Individual dose selection is carried out under the control of ECG and blood pressure. QRS and the QT increases by more than 20%, it is necessary to reduce the dose or temporarily discontinue propafenone until the ECG values ​​normalize. The therapeutic dose for patients weighing 70 kg is usually 450–600 mg/day (150 mg 3 times a day or 300 mg 2 times a day). In some cases, it can be increased to 900 mg (300 mg 3 times a day). As an exception, it can be prescribed at a higher dose under strict ECG monitoring. Patients with lower body weight should reduce doses accordingly. In elderly patients and patients with severe myocardial damage at the beginning of treatment, the dose should be increased gradually.

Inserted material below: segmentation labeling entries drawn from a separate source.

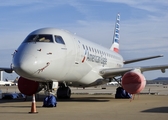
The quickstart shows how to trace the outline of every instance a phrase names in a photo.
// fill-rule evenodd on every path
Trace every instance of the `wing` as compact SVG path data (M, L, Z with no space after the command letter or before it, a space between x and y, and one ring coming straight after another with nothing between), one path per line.
M138 69L141 72L145 71L151 71L151 70L161 70L163 73L165 72L165 69L168 69L168 65L156 65L156 66L144 66L144 67L135 67L135 68L106 68L106 69L101 69L99 74L103 78L112 78L112 77L117 77L117 76L122 76L126 72L132 71Z
M0 68L0 71L5 71L7 73L12 73L13 69L12 68Z
M137 59L132 59L132 60L125 60L123 63L124 64L129 64L129 63L133 63L133 62L139 62L139 61L154 59L154 58L158 58L158 57L163 57L163 55L156 55L156 56L137 58Z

Propafenone 150 mg 50 pcs. film-coated tablets

pharmachologic effect

Antiarrhythmic drug.

Composition and release form Propafenone 150 mg 50 pcs. film-coated tablets

Tablets - 1 tablet:

  • active substance: propafenone hydrochloride 150,000 mg;
  • excipients: lactose monohydrate 10.120 mg, sodium lauryl sulfate 2.300 mg, sodium carboxymethyl starch 18.400 mg, magnesium stearate 0.690 mg, povidone 11.500 mg, talc 0.460 mg, microcrystalline cellulose 36.530 mg;
  • Shell: opadry white Y-1-7000 5,000 mg (hypromellose 5cP 3.125 mg, titanium dioxide E171 1.5625 mg, macrogol-400 0.3125 mg).

10 tablets in a perforated blister made of aluminum foil and PVC film.

4 blisters (40 tablets) or 5 blisters (50 tablets) along with instructions for use are placed in a cardboard box.

Description of the dosage form

Round, biconvex, white film-coated tablets with a score line on one side. The kernel is white.

Directions for use and doses

Inside. The tablets should be swallowed whole after meals with a small amount of water.

The dosage regimen is set individually and adjusted by the doctor. It is recommended to begin therapy in a hospital, having first discontinued all antiarrhythmic drugs (under the control of blood pressure, ECG, assessment of the width of the QRS complex).

In patients with a significantly widened QRS complex and AV block of II and III degrees, it is recommended to reduce the dose.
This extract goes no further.